Sometimes, I wish I could construct his memories.
The three of us are out in the woods. A perfect autumn day. Jones is beaming, amazed by everything, and Rachelle is the light that made him, brought all this into being, and I know that sounds corny but it’s true. It just is. The wind passes through some branches and a tree casts red leaves like sparks. And I envision suddenly waking into this holy moment. Jones climbing a hill, pulling himself up by the exposed roots of trees, Rachelle, smiling and laughing, chasing after him. The colours and smells all so vivid and ancient, and what were the odds that this would become my life? What miracles have fallen upon me?

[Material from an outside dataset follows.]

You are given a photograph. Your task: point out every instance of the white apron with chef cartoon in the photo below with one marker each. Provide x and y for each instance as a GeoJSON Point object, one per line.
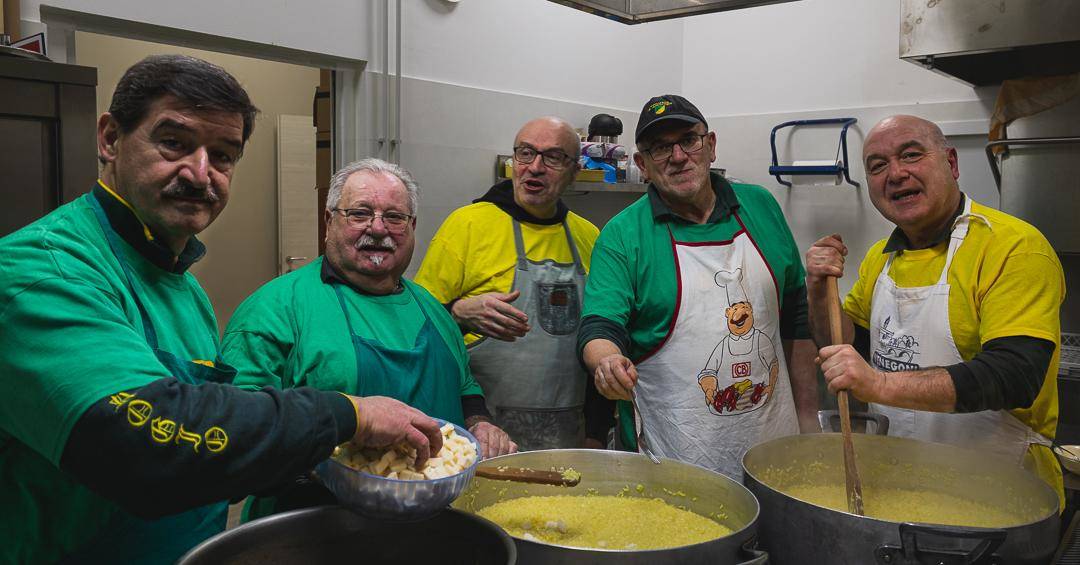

But I know I cannot keep up with the robust play. I will sit in the car. Recharge my oxygen. Wait for them to get back. And as we are waving goodbye and shouting encouragements I lose myself to the inevitability of watching these two do things I cannot, of watching them move further away from me and deeper into this world, and as I am making this transition Rachelle asks if I heard that.
I am in the forest again and Jones is holding out a stick, looking at me.
Heard what?
He said, “I carry the fire.”
And it takes me a moment. The phrase, “You carry the fire,” from a book I loved about a nearly spent man trying to shepherd his son through a dangerous landscape. Foolishly, I used to repeat the phrase to Jones when he was younger, hoping to instil some beautiful purpose within, but it never took. Jones never repeated it, and soon enough I just stopped saying it to him and let it fall away, but now, standing before me with a perfect, red maple leaf pierced through its heart on the stick he was holding out, he says, “Look daddy, I carry the fire.”
That moment that easily could have slipped away– and would have if not for Rachelle’s intervention–now alive forever, blazing in a forest.